JFK airport doesn’t usually look like this.
Photo: Spencer Platt/Getty Images
On Tuesday, United Airlines president Scott Kirby made a stunning announcement: In recent days, the airline’s net bookings for domestic travel (that is, bookings minus cancellations) are down 70 percent. Net bookings to Europe and Asia are down 100 percent, meaning that as many customers are canceling their trips as are booking new ones. The airline is planning to take in 70 percent less revenue this April than it did last April, and it expects revenue drag to persist through the year even, as the coronavirus situation improves.
Kirby made these remarks to J.P. Morgan’s Industrials Conference for investors, where top executives from competitors including Delta Air Lines and American Airlines also spoke. And as Gary Leff notes, the presentations from the three airlines were remarkably different in tone: American CEO Doug Parker opened his remarks by talking about the coronavirus — announcing less aggressive schedule reductions than his main competitors — and then moved on to an upbeat discussion of longer-term initiatives, like an expansion of the airline’s Dallas–Fort Worth hub. Delta CEO Ed Bastian struck a tone somewhere between his counterparts from United and American, projecting a material drop in traffic. In March, Delta expects its domestic flights to operate 65 to 70 percent full, about a 20 percent decline from a year earlier.
“This clearly is not an economic event,” Bastian said. “This is a fear event, probably more akin to what we saw at 9/11 than necessarily what we saw in 2009. I think you’re seeing a suspension of activities, whether it be corporate activities, group activities, events where people get together in large numbers, all of which impact our demand set.”
In the last two weeks, most U.S. airlines had already given customers more leeway to reschedule and cancel new bookings, as part of an effort to encourage customers to book travel even if they are unsure they will actually want to complete it. But with the CDC encouraging Americans to forego long flights if they are older or have existing health conditions, and with an increasing number of destinations being impacted by the outbreak, airlines have now felt compelled to give customers some flexibility to change bookings that were made before March, regardless of destination. Delta made the move first on Monday, with United and American following close behind. (Southwest, the airline that carries the most domestic U.S. passengers, has highly flexible ticketing policies even in normal circumstances.)
While customers benefit from more flexible ticketing, those who are looking for coronavirus “deals” may find themselves disappointed. One thing about the falloff in travel being a “fear event” is that consumers may actually be less price sensitive than normal: If you’re afraid to get on a plane at all, cutting the ticket price from $200 to $100 is unlikely to move you. Airlines are already worried about their cash position in the face of sharply declining travel and don’t want to hand out discounts that won’t materially increase sales. To the extent there are deals, they are likely to be for travel after the acute phase of the crisis is over.

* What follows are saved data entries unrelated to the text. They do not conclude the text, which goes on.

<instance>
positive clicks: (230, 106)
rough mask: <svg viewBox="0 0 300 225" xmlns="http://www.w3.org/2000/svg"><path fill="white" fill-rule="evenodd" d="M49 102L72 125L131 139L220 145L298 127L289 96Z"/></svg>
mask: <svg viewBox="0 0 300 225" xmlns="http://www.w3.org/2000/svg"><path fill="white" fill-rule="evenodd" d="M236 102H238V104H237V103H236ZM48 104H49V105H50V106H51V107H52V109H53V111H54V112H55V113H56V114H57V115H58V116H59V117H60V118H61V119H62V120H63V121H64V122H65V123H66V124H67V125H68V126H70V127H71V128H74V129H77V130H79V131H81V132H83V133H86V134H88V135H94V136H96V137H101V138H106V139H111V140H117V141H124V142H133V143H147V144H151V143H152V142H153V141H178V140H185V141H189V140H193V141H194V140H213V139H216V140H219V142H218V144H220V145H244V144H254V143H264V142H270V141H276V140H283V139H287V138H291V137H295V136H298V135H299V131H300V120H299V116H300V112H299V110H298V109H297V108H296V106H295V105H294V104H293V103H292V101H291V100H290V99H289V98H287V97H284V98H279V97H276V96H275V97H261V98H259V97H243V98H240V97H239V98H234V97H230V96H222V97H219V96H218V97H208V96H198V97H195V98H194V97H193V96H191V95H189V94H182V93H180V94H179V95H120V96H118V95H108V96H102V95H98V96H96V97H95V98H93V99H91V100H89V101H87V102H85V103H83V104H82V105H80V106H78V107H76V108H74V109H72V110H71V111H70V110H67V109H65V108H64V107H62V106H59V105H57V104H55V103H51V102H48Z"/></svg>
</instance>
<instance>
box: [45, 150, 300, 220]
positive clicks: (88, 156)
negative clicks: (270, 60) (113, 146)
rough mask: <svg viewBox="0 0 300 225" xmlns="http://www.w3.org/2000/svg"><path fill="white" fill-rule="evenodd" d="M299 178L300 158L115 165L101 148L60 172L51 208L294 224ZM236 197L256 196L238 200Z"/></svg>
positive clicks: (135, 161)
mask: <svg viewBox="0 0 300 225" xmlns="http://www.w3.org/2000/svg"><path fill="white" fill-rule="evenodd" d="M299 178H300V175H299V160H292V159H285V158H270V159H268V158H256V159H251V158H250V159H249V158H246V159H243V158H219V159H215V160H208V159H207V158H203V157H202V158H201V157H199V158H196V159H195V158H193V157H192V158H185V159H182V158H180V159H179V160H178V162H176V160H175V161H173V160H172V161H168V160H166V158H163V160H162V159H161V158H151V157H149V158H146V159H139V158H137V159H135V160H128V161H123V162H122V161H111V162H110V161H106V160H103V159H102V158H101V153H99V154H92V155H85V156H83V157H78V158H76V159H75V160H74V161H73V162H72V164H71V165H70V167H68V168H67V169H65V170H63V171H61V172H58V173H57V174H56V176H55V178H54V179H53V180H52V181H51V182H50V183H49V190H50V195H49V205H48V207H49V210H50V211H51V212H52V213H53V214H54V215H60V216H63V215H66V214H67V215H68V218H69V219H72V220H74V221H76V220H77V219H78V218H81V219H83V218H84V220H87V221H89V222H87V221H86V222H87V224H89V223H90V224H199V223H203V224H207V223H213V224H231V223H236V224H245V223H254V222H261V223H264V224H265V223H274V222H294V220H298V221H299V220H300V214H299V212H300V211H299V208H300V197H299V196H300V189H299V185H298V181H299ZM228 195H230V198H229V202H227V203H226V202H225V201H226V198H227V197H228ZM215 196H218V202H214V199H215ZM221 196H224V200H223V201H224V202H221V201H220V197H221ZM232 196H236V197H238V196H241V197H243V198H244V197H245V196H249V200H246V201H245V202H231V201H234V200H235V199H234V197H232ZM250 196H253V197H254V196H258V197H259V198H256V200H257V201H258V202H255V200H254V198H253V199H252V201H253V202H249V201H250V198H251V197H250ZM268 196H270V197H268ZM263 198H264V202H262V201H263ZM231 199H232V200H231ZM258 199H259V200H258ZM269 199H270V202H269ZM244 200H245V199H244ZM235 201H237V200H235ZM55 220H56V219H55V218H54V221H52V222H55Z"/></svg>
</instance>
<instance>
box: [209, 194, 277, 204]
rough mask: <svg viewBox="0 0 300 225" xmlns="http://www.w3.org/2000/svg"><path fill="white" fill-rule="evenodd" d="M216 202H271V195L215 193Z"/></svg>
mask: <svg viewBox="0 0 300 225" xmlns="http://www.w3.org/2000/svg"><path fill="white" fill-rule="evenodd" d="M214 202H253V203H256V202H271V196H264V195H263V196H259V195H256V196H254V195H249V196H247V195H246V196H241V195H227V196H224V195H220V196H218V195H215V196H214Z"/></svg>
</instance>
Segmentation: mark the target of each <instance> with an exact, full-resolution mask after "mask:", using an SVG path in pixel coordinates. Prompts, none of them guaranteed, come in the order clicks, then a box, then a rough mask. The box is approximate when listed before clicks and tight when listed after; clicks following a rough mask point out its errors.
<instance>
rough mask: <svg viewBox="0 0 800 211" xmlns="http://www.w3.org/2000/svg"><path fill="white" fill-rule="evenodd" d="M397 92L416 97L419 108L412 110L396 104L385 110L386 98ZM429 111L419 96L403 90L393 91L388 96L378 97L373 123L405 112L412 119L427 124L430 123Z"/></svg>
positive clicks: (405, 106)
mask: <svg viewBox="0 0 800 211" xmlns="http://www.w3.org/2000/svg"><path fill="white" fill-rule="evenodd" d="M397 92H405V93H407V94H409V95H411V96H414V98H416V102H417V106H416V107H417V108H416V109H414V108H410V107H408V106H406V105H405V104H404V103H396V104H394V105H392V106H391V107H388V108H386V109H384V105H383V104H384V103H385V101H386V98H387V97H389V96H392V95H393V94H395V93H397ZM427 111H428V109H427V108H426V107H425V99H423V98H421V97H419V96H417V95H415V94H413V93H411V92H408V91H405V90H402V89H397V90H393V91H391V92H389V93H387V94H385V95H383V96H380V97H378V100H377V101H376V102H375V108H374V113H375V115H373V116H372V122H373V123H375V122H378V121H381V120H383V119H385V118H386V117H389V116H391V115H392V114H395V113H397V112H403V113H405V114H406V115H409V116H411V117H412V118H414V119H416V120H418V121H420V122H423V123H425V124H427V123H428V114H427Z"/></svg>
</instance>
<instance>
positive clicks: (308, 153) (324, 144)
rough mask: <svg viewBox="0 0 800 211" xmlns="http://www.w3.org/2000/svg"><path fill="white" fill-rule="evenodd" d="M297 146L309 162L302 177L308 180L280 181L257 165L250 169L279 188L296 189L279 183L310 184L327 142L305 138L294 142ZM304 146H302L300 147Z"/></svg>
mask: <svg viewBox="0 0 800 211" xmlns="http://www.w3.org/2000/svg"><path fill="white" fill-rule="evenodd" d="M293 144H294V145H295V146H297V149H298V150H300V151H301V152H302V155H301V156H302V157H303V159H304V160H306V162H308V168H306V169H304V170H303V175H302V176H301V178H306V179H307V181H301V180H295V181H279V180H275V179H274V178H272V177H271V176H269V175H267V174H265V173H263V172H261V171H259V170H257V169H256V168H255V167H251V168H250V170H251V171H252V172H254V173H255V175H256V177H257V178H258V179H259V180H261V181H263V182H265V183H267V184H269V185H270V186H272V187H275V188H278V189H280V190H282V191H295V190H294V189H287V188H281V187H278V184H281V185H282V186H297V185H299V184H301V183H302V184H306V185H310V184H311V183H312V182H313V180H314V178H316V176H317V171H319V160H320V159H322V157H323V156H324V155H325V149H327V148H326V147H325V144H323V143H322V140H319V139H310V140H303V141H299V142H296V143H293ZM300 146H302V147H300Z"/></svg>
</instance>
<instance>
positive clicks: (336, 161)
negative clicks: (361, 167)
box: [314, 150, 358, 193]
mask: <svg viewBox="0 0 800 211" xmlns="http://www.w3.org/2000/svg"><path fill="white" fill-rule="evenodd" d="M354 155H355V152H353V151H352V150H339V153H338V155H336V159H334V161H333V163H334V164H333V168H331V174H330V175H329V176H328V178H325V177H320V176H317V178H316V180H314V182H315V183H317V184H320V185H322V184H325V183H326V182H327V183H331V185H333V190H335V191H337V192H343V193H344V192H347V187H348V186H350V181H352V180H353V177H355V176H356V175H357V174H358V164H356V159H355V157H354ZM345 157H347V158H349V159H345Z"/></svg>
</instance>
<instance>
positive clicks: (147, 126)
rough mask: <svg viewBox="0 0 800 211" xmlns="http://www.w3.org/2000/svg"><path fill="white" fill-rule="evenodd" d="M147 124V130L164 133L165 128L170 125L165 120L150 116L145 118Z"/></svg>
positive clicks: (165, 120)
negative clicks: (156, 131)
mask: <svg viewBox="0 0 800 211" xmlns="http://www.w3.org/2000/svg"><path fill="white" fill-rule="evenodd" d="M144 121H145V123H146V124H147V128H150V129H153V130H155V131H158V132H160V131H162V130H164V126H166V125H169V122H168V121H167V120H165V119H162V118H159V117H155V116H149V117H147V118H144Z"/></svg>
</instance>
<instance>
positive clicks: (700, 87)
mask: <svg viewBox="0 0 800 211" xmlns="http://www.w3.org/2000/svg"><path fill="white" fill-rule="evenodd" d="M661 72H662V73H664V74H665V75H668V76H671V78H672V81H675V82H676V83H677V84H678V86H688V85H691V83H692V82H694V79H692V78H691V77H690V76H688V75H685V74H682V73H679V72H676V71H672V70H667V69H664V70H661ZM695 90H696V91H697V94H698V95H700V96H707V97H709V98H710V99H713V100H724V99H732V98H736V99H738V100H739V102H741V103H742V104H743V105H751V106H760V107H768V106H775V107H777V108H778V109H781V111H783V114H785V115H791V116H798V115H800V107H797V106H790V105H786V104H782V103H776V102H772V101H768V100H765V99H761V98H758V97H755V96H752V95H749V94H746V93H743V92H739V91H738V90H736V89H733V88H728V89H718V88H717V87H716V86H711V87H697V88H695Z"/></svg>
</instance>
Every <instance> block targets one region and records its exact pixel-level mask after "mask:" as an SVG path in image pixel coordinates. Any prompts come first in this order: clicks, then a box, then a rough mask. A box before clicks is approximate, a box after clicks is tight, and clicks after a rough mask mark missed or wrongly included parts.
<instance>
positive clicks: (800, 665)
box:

Delta president Glen Hauenstein said “stimulated pricing” may play a useful role to draw customers back when they are ready to fly again, while American CEO Parker said the airline is releasing more discounted fares for summer travel than it ordinarily would at this time of year.
Of course, that assumes the crisis will have moved past its acute phase by summer. That’s certainly possible; former FDA commissioner Scott Gottlieb has been encouraging Americans to prepare for two months of especially acute social distancing measures to fight the virus, and it’s possible disease transmission will abate with warmer and more humid weather, as is the case with some other coronaviruses. But it also may not be the case. All three airlines are making plans to further shrink their schedules, reduce expenses, and lay their hands on cash — including by financing assets not currently leveraged — in the event this situation continues to worsen. Airlines have already been asking employees to take voluntary leaves of absence, and I think we should expect some layoffs or mandatory furloughs if the crisis becomes very deep and prolonged.
U.S. airlines have been through major crises before, and in the last few years they have been unprecedentedly profitable and built up strong cash positions. If there’s a time they can weather a crisis like this financially, it’s now. But it’s going to be a rough year for them, even in the more optimistic scenarios regarding the U.S. outbreak.